Depois que Abu Qamar apresentou uma reivindicação de direitos humanos e representações por escrito, o Home Office respondeu, rejeitando sua reivindicação de direitos humanos e informando-a de que seu visto seria cancelado. O governo então instruiu a Universidade de Manchester a expulsá-la, que foi obrigada a reintegrar somente logo depois.

O trabalho da ELSC sugere que esses não são casos isolados, mas apontam para um padrão de repressão nos campi do Reino Unido e uma convergência entre os líderes universitários e o estado britânico, variando de instrução direta ao alinhamento ideológico.

A implantação de leis antiterrorismo contra funcionários acadêmicos e estudantes também é um sério motivo de preocupação. Elas não são apenas repressivas em sua desproporcionalidade, mas provavelmente terão um efeito inibidor sobre o discurso pró-Palestina, ao mesmo tempo em que pressagiam a normalização do uso de tal legislação para suprimir protestos e liberdade de expressão.

Mas o uso dessas leis também diz algo sobre como o estado percebe aqueles que ele alveja. No caso de Barghouthi, Abdelhamid e Abu Qamar – essas são três mulheres racializadas que são apresentadas como quintas colunas e ameaças à segurança nacional. As opiniões que elas expressam – incluindo críticas às ações genocidas de Israel – são definidas como ameaçadoras também para instituições acadêmicas.

A ironia é que Israel — que o governo britânico prontamente fornece armas, apesar da decisão do TIJ — destruiu, no todo ou em parte, todas as universidades de Gaza, matando dezenas de acadêmicos e estudantes palestinos.

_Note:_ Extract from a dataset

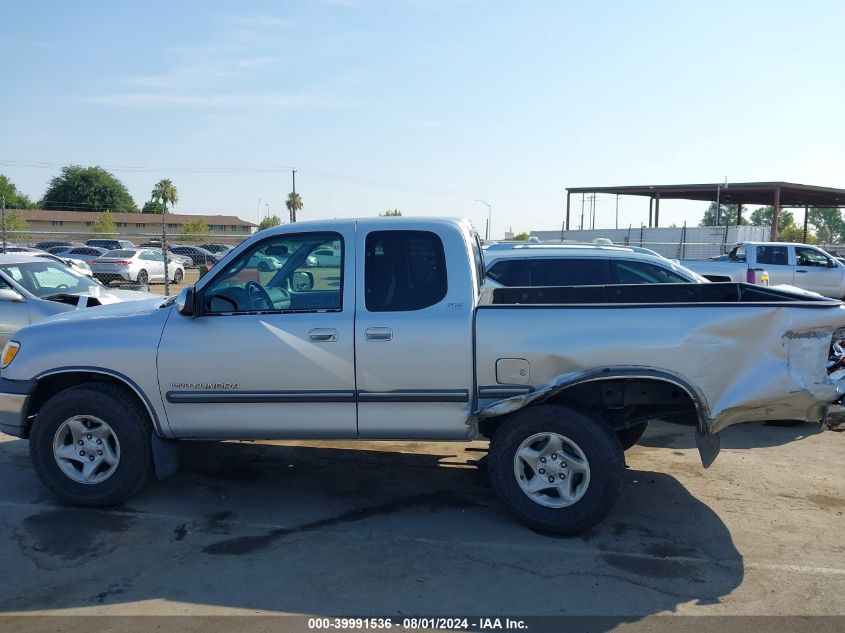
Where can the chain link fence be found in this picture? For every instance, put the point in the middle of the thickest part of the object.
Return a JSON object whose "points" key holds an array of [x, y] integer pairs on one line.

A ELSC também observou padrões semelhantes de repressão por toda a Europa. Na França, as universidades cederam à pressão para silenciar demonstrações de solidariedade com a Palestina, enquanto as autoridades francesas iniciaram investigações contra estudantes e acadêmicos, acusando-os de promover o terrorismo.

Na Alemanha, a polícia, em coordenação com as administrações universitárias, também reprimiu duramente os protestos estudantis. Para suprimir o discurso pró-palestino, o Ministério da Educação alemão chegou ao ponto de elaborar listas de acadêmicos pró-palestinos em uma tentativa de privá-los de financiamento futuro na academia.

Nos Estados Unidos, policiais armados também foram mobilizados para limpar acampamentos de protesto em campi por todo o país. Milhares foram presos. Durante o verão, as universidades se prepararam para uma nova onda de manifestações estudantis mudando as regras do campus e as políticas de liberdade de expressão, com uma universidade decidindo proibir efetivamente o uso da palavra “sionista” no contexto de críticas a Israel.

Muitos na Europa podem pensar que a repressão acadêmica acontece em outros lugares do mundo. Os últimos 10 meses provaram que as administrações universitárias no Reino Unido, França, Alemanha e outros países europeus não querem proteger o discurso pró-palestino sob suas obrigações de defender a liberdade acadêmica e, na verdade, visam criminalizá-lo (ou pior, apoiar o uso da lei antiterrorismo).

A diferença na repressão em comparação a cenários não democráticos pode ser apenas de grau, não de tipo. Em outras palavras, nossas universidades – como instituições acadêmicas em outros lugares do mundo – não são mais espaços de investigação crítica; elas se tornaram braços repressivos do estado.

As opiniões expressas neste artigo são dos autores e não refletem necessariamente a posição editorial da Al Jazeera.